We need to implement the following methods to monitor the drone when it’s connected

     fun startMonitors() {
         droneState = drone?.getState {
            it?.let {
                 this.connected.value = it.connectionState 
                       == ConnectionState.CONNECTED
            }
         }
      }
      fun stopMonitors() {
            droneState?.close()
            droneState = null
            this.connected.value = false
      }

Place a GsdkStreamView in your layout and pass it into the following so we can manipulate the video stream. It may look complicated, but all that’s really going on is ensuring that streaming is enabled and playing the stream for the given stream view whenever it’s available.

fun startVideoStream(streamView: GsdkStreamView) {
   require(drone != null)
   streamServer = drone?.getPeripheral(StreamServer::class.java){
      if(it == null) {
         liveStream?.close()
         liveStream = null
         currentStream = null
         streamView.setStream(null)            
      } else {
         if(!streamServer.streamingEnabled()) {
            streamServer.enableStreaming(true)
         }
         // Start monitoring the livestream
         if(liveStream == null) {
            liveStream = streamServer.live { stream ->
               if(stream != null) {
                  if(currentStream == null) {
                     streamView.setStream(stream)
                  }
                  stream.play()
               } else {
                  streamView.setStream(null)
               }
               currentStream = stream
            }
         }
      }
   }
}

 

Finally, we take bitmaps from the video stream and classify them in real-time with TensorFlow, which will give us a list of bounding boxes to overlay on our video feed.
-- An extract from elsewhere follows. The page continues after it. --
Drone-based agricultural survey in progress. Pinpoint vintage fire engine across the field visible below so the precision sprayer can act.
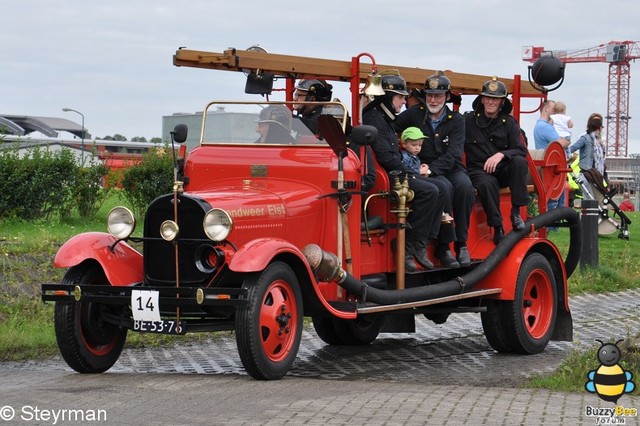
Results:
[42,49,581,379]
val classifier = ImageClassifier(application.assets)
streamView.capture { bitmap ->
      bitmap?.let { bitmap ->
           val boxes = classifier.classify(bitmap)
       }
}

Conclusion

While this is a longish blog post, it’s worth noting that most of what we’re doing is configuring existing systems to create our cattle counting object detection.  We didn’t have to create the model and we outsourced the labeling to a third party.   We also used TensorFlow Lite examples to manipulate the video stream and the Parrot SDK to provide the video of the cattle.